The release of the 2023 standard mileage rate by the IRS shows that the rate is increasing. The new unit kilometer rate for 2023 is 65.5 cents per mile.
That’s a 0.3 cent increase from the 2022 standard mileage adjustment that the IRS announced earlier this year to combat inflation and higher gas costs.
2022 IRS Mileage Reimbursement Rate
For 2023, the IRS mileage reimbursement rates for businesses, individuals and other organizations are as follows:
- 65.5 cents per mile for business use, 3 cents more than the mid-year increase that sets the rate for the second half of 2022.
- 22 cents per mile driven for medical or relocation purposes for qualified active duty military personnel, in line with the increased semi-annual rate set for the second half of 2022.
- 14 cents per kilometer driven on behalf of non-profit organizations; the rate is set by law and will remain unchanged from 2022
The IRS goes on to say that this increase applies to electric and hybrid-electric cars, as well as gasoline- and diesel-powered vehicles.
An annual study of the fixed and variable costs of operating a motor vehicle is used to determine the standard mileage rate for business use.
The mid-year increase in 2022
Due to high pricing in early and mid-2022, the IRS increased the optional standard mileage rate from July 1, 2022 to December 31, 2022. The sizeable increase was almost twice what it had been since the beginning of the year. It increased by 4 cents for official use and medical care as well as for active members of the Bundeswehr. The IRS rarely does a mid-year hike, the last one being in 2011. This comes after House Democrats asked the Internal Revenue Service (IRS) to increase the mileage reimbursement rate.
Who can deduct the car costs from the tax return?
If you own a business or are self-employed and use your vehicle for business purposes, you can deduct vehicle expenses on your tax return. On the other hand, if you, as a taxpayer, use your car for both business and pleasure, you have to split the expenses. The deduction is based on the proportion of kilometers used for business purposes.

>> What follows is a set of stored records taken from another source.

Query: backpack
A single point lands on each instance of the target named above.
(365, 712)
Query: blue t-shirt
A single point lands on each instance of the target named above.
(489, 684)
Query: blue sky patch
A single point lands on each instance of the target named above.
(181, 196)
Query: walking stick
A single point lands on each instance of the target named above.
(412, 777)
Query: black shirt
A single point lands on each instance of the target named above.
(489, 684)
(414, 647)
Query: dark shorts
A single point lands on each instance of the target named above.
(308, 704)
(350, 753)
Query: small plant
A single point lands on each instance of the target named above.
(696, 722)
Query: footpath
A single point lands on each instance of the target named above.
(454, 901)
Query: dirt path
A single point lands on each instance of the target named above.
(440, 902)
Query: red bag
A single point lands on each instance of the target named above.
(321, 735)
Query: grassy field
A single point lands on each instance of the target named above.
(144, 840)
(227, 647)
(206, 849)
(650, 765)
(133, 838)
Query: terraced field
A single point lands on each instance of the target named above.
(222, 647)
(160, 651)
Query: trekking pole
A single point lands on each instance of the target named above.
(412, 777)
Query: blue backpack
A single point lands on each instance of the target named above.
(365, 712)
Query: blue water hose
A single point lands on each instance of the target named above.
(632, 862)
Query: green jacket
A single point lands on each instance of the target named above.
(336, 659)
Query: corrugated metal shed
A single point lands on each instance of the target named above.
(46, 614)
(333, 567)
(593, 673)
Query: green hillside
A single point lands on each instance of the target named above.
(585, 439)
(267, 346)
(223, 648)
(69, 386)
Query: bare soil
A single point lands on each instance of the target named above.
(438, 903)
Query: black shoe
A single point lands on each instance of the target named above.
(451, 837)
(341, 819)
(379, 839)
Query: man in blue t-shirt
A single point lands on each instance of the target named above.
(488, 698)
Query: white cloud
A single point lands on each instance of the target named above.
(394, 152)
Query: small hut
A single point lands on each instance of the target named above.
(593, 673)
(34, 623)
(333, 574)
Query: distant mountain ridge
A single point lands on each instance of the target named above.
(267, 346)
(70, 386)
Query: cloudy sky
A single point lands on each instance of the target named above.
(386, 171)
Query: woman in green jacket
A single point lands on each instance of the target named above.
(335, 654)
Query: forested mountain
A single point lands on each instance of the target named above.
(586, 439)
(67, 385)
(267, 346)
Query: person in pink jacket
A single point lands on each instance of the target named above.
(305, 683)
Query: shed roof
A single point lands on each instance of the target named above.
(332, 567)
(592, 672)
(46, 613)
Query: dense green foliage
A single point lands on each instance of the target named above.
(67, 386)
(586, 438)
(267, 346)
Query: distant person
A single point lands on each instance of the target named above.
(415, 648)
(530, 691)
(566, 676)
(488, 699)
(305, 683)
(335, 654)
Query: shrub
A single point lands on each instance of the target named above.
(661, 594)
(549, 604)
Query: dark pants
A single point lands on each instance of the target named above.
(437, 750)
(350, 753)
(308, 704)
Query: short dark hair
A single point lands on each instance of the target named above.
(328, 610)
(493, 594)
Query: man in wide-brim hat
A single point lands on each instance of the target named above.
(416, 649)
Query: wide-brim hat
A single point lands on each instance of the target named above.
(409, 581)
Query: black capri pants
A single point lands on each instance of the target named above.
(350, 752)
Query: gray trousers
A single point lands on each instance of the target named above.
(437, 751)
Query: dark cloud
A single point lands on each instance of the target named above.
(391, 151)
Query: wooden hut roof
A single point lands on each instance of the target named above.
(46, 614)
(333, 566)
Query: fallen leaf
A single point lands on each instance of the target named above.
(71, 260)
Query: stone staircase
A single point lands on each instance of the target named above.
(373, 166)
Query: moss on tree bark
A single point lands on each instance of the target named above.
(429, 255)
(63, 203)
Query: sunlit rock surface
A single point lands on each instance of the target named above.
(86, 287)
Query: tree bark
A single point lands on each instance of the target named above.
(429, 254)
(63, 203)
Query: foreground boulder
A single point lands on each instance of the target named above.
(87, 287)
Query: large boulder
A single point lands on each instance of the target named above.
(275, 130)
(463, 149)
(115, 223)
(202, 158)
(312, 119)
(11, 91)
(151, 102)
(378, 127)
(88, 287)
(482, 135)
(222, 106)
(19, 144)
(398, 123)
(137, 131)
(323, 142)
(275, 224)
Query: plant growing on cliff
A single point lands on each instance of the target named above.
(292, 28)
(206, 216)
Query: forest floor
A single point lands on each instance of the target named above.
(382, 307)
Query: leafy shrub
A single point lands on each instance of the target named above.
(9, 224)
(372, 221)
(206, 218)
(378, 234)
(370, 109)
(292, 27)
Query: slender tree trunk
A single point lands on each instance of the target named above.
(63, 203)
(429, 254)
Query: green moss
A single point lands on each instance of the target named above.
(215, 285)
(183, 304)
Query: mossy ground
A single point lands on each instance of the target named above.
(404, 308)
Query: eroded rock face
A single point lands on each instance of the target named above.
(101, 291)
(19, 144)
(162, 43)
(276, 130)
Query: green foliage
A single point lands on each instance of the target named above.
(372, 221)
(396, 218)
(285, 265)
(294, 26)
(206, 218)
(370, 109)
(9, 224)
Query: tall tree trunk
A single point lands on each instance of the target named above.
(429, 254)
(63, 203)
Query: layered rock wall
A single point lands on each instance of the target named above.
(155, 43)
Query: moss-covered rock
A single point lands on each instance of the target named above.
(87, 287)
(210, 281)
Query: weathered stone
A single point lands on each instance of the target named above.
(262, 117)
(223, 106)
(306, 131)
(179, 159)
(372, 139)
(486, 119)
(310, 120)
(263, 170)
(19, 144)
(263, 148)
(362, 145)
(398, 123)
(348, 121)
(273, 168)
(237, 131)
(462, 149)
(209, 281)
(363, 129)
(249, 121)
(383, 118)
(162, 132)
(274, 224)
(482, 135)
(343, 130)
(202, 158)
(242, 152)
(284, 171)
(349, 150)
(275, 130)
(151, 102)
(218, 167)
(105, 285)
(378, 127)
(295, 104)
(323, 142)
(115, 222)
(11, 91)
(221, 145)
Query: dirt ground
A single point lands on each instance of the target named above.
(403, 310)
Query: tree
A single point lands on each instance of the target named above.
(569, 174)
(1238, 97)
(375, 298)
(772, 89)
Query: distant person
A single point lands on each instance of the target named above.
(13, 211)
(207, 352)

How to calculate car cost, actual cost and using standard mileage:
Actual expenses include:
- lease payments
- gasoline and oil
- Repairs and tuning
- registration fees
Use of standard mileage rate
If you are using the standard mileage rate for your own car, you must elect to use this method in the first year that the car is available for your company’s use. If you want to use the standard mileage rate on a car you lease, you must use it again for the entire lease term.
Allowances and reimbursements for alternative vehicles
If you drive your own car, you can also use the Fixed and Variable Rate Compensation (FAVR) plan to recover fixed and variable vehicle expenses tax-free from your employee. Fixed costs are items such as insurance, taxes and registration fees. Variable costs are expenses such as fuel, tires, and routine maintenance and repairs.
There are some exceptions to this allowance. Your car can’t cost more than what the IRS sets as the maximum each year. For example, your 2022 vehicle may cost more than $56,100 for cars, trucks, and vans.
Flat car grants are another way employers can reimburse employees for business travel expenses. This is a fixed amount that an employer can give its employees to cover the cost of using their own vehicle for business purposes over a period of time.
The amount may vary depending on the location, task and vehicle type. However, both parties can agree on a fixed amount, e.g. B. $750 for wear and tear, tires and of course the cost of fuel. Keep in mind that these allowances are taxable unless action is taken. So find out what the tax obligations of both parties are.
No more tax deduction for employees
The IRS no longer makes deductions for employee business expenses related to driving. This started in 2018 and will continue until 2025 due to the Tax Cuts and Jobs Act (TCJA). According to the IRS, “Employees who use their automobiles for work may no longer claim an employee business deduction as part of their miscellaneous itemized deductions reported in Schedule A.”
The agency goes on to say that even if their employer doesn’t reimburse the employee for using their own car, employees can’t deduct this. However, there is an exception for a specific group. Armed Forces reservists, qualified performing artists, and fee-paying state or local government officials may continue to deduct unreimbursed employee travel expenses.